Plusieurs Belges participent actuellement à la célèbre Biennale d'art contemporain de Venise :

Axel Vervoordt
"Intuition" sera sa sixième et dernière exposition au Palazzo Fortuny. Avant d'ouvrir sa fondation au Kanaal près d'Anvers, l'antiquaire belge Axel Vervoordt montre une fois encore qu'il est un des meilleurs "assembleur" d'oeuvres d'art en faisant dialoguer dans la même pièce, près de l'atelier de Mariano Fortuny, l'immense toile faite de capsules métalliques "The Beginning and the End" du Ghanéen El Anatsui, la toile "Piazza d'Italia" de Giorgio De Chirico et la sculpture "Le Jour et la Nuit" d'Alexandre Calder.

2° Dirk Braeckman
Le photographe belge Dirk Braeckman expose ses clichés au pavillon belge où il défie les conventions :  des lieux vides où le temps semble s'être arrêté, des éléments d'intérieur interchangeables ou des personnages hors de toute émotion ou identité spécifique.

3° Jan Fabre
Dans le cadre de l'abbaye bénédictine de San Gregorio, Jan Fabre expose 40 oeuvres représentant ses 40 années de carrière artistique. Sa dernière oeuvre créée est un gigantesque scarabée en verre confectionné cette année dans les ateliers de Murano pour cette biennale.

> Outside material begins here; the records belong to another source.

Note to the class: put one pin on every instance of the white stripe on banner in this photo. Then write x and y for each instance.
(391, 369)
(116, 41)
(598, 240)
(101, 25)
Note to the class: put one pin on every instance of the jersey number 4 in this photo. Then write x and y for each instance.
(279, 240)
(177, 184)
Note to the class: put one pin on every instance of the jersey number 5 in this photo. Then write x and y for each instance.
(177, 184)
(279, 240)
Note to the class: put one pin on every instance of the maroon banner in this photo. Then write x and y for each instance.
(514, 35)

Jan Fabre a répondu aux questions de la presse :
"Pourquoi avoir, dès vos débuts, choisi de travailler le verre et ensuite les ossements?
- Ce sont des matériaux très anciens qui me fascinent. J'ai un rapport très charnel avec le verre. C'est un matériau que l'on chauffe et qui change de forme, un peu comme l'utérus féminin. J'aime cette métaphore autour du verre qui peut être modulé comme bon vous semble, un peu comme les humains. Et puis, ce sont deux matériaux à la fois très solides mais aussi très fragiles. Les utiliser ensemble, çà m'a toujours beaucoup plu.

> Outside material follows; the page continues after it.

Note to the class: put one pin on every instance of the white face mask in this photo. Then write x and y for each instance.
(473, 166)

- C'est aussi une façon de célébrer les peintres flamands? La Flandre et son folklore sont d'ailleurs très présents dans votre travail?
- Oui, tout à fait. Van Eyck et tant d'autres utilisaient la poudre d'os pour peindre. Les crânes de verre associés aux squelettes de petits animaux ou d'oiseaux sont, par exemple, une référence à une guilde anversoise très ancienne.

- Vous utilisez constamment le bleu dans vos oeuvres, ce fameux bleu issu des bics. Comment vous est venue cette idée?
- C'est parce que je n'avais pas d'argent! J'ai commencé à utiliser l'encre des bics que je volais un peu partout parce que çà ne coûtait pas cher et j'ai trouvé cette couleur tellement fascinante, changeante avec la lumière, que j'ai plus pu m'en passer. Et puis, le bleu est une couleur très importante dans l'histoire de l'art. Par exemple, les vêtements de la Vierge sont toujours peints en bleu. Ici à Venise, le bleu occupe aussi une place très importante ; c'est un bleu plus moderne. Et puis, il y a l'heure bleue, ce moment de silence absolu où la nuit s'achève et les animaux ne sont pas encore éveillés. C'est magique...

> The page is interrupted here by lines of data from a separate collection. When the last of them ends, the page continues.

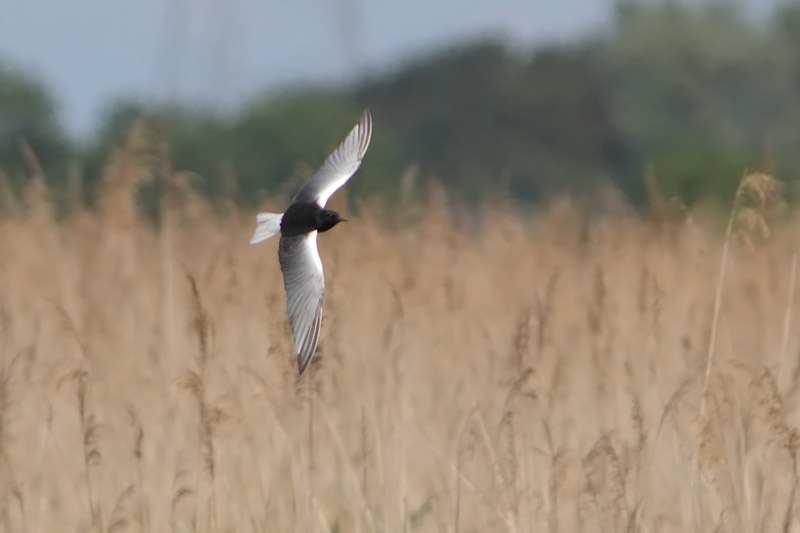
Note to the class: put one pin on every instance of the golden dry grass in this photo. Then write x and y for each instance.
(524, 375)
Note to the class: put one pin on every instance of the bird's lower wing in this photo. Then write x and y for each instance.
(304, 282)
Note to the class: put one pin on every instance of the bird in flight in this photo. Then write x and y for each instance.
(303, 278)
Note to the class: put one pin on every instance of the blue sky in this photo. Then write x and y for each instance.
(218, 52)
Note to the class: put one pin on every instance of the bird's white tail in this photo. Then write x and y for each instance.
(269, 224)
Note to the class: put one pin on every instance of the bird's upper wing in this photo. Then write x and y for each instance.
(340, 165)
(305, 289)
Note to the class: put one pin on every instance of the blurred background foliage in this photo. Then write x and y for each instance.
(694, 93)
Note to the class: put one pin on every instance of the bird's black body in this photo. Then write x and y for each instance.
(303, 277)
(303, 217)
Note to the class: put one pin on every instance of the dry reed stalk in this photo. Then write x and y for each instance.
(787, 321)
(195, 381)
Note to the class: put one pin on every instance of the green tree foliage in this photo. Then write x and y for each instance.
(695, 92)
(28, 116)
(481, 117)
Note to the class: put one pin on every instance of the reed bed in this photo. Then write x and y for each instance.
(553, 373)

- Et il y a ce canoë fait d'os, une pièce monumentale exposée pour la première fois, qui date de 1991 et qui prend une tout autre profondeur aujourd'hui?
- En tant qu'artiste, c'est à la fois formidable et horrible de constater qu'une pièce qui se voulait une critique du colonialisme il y a 25 ans, prend une tout autre signification aujourd'hui. Placée dans cette salle le long du Grand Canal de Venise, cette oeuvre résonne avec l'actualité de ces réfugiés qui débarquent sur les côtes italiennes, notamment. C'est à la fois grisant et honteux en même temps".